Before the cookbooks of Marcella Hazan, Italian-American restaurant cuisine consisted of 5 or 10 dishes, repeated over and over and over again ad infinitum ad nauseam. One of these was sausages, green bell peppers, onions, and potatoes. I prefer starvation over this dish, especially because I don't like green bell peppers at all. (Red ones are a different story.)
In the meantime, around the age of 20, I discovered the most magnificent vegetable in the whole world. One day, I was reading a biography on Enrico Caruo, written by his widow. I read that the Maestro's favorite vegetable was "raw fennel, which he ate like a fruit." I mentioned this fact to an old cousin. She responded, "Oh! Fennel is wonderful! It has a licorice flavor. It cleans the palate." Never having tried this vegetable, I decided to buy one. From that moment on, I was an addict.
Many years later, I was in the mood for sausages cooked in the oven. I had eaten only raw fennel (à la Caruso), but I wondered, "What would happen if I were to put in a roasting pan sausages, potatoes, onions, garlic, and ... fennel?"
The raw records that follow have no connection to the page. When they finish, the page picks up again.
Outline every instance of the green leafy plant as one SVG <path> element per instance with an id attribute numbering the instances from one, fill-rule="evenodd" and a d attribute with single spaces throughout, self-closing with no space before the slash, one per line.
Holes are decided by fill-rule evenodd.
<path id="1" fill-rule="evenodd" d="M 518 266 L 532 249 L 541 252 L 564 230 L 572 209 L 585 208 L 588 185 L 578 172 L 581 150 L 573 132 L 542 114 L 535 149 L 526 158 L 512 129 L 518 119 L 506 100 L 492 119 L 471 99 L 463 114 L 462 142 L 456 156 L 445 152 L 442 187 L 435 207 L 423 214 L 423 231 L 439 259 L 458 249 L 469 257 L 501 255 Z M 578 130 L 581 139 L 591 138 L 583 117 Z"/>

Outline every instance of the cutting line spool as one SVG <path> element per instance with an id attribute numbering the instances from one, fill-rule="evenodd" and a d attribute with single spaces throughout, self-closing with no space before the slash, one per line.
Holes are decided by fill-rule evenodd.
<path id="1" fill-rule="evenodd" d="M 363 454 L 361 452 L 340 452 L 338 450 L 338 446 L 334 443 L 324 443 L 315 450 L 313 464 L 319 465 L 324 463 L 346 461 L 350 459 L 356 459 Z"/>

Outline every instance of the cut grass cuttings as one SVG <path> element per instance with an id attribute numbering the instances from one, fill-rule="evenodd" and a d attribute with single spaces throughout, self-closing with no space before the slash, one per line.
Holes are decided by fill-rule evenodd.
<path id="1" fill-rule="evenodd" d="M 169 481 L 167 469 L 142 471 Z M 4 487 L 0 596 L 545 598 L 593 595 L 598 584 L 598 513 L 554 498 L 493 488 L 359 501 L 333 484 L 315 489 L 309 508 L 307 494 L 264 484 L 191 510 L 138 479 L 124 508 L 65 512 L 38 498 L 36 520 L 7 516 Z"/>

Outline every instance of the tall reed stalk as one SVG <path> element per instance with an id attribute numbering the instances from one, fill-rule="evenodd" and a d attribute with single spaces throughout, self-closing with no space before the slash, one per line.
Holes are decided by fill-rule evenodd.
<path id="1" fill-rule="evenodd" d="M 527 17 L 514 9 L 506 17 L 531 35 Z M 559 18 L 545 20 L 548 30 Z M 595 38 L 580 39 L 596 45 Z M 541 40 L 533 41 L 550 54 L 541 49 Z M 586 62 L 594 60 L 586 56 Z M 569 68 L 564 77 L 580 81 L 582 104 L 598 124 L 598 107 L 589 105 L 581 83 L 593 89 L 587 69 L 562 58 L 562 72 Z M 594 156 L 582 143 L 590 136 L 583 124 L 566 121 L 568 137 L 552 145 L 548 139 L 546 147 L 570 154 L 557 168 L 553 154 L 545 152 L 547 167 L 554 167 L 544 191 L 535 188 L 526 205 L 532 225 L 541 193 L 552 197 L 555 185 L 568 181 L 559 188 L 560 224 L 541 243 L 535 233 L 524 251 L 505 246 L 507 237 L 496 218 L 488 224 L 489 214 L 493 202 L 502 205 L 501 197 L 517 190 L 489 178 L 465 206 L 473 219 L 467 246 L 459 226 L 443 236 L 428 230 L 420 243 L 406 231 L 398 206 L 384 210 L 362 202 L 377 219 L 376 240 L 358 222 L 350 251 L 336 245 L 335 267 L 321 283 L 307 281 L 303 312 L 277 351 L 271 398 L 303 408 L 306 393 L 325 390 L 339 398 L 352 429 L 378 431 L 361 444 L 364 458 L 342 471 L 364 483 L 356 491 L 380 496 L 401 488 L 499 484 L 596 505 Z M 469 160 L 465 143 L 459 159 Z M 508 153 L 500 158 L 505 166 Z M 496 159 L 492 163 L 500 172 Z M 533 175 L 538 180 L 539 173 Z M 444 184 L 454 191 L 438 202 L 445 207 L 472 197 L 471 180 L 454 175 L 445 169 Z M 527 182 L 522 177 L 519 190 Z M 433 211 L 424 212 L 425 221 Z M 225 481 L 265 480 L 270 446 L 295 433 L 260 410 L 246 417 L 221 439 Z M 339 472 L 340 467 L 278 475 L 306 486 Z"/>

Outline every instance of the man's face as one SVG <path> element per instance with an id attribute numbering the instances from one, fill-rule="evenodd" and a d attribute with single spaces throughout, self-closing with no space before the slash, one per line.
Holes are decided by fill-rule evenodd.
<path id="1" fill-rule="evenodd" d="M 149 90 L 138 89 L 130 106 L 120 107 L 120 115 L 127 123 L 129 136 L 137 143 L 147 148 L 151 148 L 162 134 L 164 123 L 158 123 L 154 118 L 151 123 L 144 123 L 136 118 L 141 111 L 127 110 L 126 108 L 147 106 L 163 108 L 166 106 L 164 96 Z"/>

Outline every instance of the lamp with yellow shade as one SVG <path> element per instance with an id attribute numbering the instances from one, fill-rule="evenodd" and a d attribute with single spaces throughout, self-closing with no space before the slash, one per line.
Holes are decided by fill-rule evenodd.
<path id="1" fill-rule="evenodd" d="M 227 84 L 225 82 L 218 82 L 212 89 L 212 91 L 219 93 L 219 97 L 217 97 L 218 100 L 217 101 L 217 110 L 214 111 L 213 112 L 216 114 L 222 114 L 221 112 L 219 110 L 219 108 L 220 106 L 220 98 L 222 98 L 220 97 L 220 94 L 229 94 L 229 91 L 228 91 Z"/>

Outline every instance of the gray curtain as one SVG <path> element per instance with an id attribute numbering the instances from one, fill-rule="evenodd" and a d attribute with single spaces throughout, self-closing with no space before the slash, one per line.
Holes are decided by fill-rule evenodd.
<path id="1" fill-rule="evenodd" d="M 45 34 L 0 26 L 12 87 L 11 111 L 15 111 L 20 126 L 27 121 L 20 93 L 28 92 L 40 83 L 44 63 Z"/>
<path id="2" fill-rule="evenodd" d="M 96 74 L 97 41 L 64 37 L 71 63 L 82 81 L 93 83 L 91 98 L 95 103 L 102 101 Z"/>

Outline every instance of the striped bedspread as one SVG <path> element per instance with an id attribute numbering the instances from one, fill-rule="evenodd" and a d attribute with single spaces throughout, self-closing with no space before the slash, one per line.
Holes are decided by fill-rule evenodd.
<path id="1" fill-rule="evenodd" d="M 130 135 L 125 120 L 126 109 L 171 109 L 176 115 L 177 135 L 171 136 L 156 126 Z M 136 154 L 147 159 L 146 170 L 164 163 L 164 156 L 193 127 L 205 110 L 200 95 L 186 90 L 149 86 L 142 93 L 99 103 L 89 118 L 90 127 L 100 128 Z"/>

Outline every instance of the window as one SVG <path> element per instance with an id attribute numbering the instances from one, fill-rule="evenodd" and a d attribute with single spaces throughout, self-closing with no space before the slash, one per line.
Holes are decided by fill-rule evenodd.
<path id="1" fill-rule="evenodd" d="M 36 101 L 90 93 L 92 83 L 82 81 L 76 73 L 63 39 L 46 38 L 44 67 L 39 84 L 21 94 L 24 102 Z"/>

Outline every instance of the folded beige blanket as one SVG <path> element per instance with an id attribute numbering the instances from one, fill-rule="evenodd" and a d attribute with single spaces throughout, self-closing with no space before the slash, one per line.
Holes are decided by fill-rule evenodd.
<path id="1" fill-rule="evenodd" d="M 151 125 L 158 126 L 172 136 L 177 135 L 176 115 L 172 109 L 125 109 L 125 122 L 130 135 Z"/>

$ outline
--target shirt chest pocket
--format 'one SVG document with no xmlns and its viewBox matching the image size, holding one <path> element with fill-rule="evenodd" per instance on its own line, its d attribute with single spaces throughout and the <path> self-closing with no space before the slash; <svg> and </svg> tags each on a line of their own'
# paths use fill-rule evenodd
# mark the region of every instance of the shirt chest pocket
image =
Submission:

The result was so splendid that it immediately became one of the most popular dishes in our home.
1 lb Italian sausages, cut in 1.5-2" pieces (I cut them with scissors)
1 large yellow onion, cut in 8
1 large bulb of fennel (the stalks and core removed), cut in 8
1 lb small red potatoes, cut in 4 (or 2 if they are very small)
2-3 cloves garlic, whole
crushed red pepper
freshly ground pepper
garden herbs (whichever you have)
a copious amount of extra-virgin olive oil (enough to cover all of it)
Unfortunately the small red potatoes I could not find today. Jeanette likes them for their texture; I like them because they don't take hours to soften. These great big potatoes that you see above were not ideal.
Place all the ingredients in a roasting pan. Cover it tightly with aluminum foil and bake it 425º for an hour (or more). Uncover it and bake it for another 15 minutes (or more), until the sausages reach the desired browning and the fennel and potatoes reach the desired softness.
After taking the above photo, I returned the pan to the over for still another 15 minutes.
|The perfect accompaniment to this dish is "Alpine Spring," the seasonal beer of Samuel Adams. This great brewer is located right here in Boston, and their beers are world-class.|
The leftovers of this exquisite dish are used for two other recipes, which are also scrumptious!
2. One day I made fried zucchini blossoms. There was quite a bit of flour and egg left over. I had no other vegetables or meats in the fridge to fry. But I remembered that I had leftovers of the sausages and fennel in the fridge. I prepared the fennel in the same way that I make zucchini blossoms — in batter, a couple of minutes per side, and voilà! An extraordinary taste.